Botanic gardens, edinburgh

Botanic gardens, edinburgh

Thursday 19 February 2015

Diary entry 5) Taking Pelargonium Cuttings (softwood cuttings)

Pelargoniums are the genus which includes geraniums. They are ideal for taking softwood cuttings and have a good success rate.


Our tutor, David, bought in a massive load of bedding pelargoniums that he had lifted from a garden he works in. His client was happy he was using them as they would otherwise have been thrown out or composted. There were numerous plants, the ten of us had around five each. These 'parent' plants were now our stock plants from which the cutting material is taken. Each cutting is a 'clone' of the parent plant as you're using part of it to make a new plant without any external genes coming in. So a cutting from a specific red geranium will grow into a plant with the same characteristics.

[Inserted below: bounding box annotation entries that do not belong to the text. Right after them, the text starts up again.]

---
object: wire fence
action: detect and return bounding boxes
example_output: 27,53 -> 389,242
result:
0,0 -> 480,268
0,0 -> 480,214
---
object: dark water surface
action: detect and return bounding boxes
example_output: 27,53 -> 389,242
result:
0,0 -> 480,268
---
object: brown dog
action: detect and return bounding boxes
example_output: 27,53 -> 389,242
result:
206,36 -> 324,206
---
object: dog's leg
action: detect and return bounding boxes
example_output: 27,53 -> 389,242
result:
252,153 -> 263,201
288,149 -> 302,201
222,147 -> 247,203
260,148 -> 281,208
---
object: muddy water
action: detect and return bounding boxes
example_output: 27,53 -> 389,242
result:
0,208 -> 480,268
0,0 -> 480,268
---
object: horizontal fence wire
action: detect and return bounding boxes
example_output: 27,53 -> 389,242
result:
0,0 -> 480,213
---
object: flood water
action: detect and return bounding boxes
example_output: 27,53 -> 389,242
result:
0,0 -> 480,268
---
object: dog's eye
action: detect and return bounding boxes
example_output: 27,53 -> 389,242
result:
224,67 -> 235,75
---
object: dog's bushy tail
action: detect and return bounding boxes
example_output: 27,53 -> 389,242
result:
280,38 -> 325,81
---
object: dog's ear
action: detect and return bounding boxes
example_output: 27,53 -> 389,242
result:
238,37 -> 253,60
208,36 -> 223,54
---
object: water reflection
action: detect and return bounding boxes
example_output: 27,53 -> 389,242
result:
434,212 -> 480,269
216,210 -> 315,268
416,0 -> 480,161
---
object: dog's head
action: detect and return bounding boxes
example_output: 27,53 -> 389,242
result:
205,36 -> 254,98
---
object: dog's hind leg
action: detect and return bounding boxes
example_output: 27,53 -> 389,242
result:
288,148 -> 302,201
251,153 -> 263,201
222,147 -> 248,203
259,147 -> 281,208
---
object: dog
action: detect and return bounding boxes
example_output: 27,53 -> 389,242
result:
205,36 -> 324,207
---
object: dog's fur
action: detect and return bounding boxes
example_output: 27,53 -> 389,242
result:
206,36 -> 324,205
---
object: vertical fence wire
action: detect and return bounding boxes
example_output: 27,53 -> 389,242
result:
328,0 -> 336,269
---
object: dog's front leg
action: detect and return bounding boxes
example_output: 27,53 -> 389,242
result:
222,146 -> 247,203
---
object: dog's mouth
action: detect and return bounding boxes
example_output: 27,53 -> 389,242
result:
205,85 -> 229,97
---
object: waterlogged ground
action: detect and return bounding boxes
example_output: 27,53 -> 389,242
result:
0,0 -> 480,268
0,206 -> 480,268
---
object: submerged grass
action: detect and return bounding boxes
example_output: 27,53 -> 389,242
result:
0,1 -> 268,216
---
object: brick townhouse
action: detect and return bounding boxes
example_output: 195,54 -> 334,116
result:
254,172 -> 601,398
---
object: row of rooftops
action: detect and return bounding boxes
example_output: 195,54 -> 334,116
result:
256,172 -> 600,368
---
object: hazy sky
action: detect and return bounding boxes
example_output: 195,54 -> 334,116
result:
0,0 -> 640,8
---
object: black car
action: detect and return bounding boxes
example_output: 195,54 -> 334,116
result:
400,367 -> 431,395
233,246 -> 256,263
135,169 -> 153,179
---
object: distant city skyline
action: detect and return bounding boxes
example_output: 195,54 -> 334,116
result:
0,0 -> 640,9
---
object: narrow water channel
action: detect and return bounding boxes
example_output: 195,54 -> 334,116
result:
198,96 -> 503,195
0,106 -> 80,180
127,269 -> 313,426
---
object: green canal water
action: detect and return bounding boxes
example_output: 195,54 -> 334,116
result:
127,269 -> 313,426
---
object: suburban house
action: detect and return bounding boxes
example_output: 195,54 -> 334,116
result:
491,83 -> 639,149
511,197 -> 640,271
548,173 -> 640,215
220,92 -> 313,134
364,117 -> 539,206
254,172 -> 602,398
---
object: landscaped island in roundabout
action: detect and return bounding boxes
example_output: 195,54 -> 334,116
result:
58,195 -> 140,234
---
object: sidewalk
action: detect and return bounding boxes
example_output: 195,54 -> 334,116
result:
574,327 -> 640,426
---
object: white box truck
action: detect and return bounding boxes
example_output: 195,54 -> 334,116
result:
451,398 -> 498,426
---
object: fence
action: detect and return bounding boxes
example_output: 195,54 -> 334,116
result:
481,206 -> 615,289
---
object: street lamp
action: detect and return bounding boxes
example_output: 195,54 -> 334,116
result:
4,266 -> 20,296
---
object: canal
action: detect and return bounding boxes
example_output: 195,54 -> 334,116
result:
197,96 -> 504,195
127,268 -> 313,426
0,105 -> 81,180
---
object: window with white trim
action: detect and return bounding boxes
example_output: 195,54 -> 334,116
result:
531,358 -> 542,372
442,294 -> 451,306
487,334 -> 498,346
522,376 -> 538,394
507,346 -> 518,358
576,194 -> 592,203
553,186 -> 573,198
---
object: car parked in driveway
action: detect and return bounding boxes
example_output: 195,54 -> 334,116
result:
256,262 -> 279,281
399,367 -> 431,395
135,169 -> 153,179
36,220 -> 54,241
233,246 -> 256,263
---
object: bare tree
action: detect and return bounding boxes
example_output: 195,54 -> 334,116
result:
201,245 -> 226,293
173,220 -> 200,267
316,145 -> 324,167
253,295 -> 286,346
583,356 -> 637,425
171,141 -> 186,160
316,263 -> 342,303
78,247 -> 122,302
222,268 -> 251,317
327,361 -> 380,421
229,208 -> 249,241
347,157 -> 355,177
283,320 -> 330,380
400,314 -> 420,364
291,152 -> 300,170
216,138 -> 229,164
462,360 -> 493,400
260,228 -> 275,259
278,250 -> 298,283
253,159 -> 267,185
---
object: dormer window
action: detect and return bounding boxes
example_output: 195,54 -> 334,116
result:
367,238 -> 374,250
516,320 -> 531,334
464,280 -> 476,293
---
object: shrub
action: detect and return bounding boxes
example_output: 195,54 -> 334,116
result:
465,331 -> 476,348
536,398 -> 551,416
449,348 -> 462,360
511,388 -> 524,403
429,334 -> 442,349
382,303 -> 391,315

How to take softwood cuttings

  1. These cuttings can be done in the autumn or spring ( we will probably do both from the same stock plants)
  2. Select healthy, shortish, fat shoots. Remove them from the parent plant by cutting with sharp secateurs immediately above a node (a type of swelling in the stem) or bud. Leave a few good stems on the parent plant.
  3. Remove flower buds, lower leaves on the bottom half of the cutting and any leaves with brown flecks (these can be diseased). Cut the stem just below a node where there is the highest concentration of the plant's hormones.
  4. Fill pots with seed compost, mixed with horticultural grit or perlite to aid drainage. Insert two or three cutting around the edge of the pot, angling the leaves outward so they don't interfere with each other. Water the compost and stand the pots in a light position indoors or in a green house. Don't cover the pots, they need air circulation to keep them disease free. The more humid the environment the better for pathogens, fungus and mildew.
  5. In a few weeks,  the cut will have callused over and roots will begin to grow. A good root system should develop after six to eight weeks.
  6. In the spring (March or April if the cuttings were done in the autumn)  knock the cuttings out of the pot and transplant into larger individual pots of multi-purpose compost. Keep them well watered. Plant out into beds or containers once risk of frost is gone.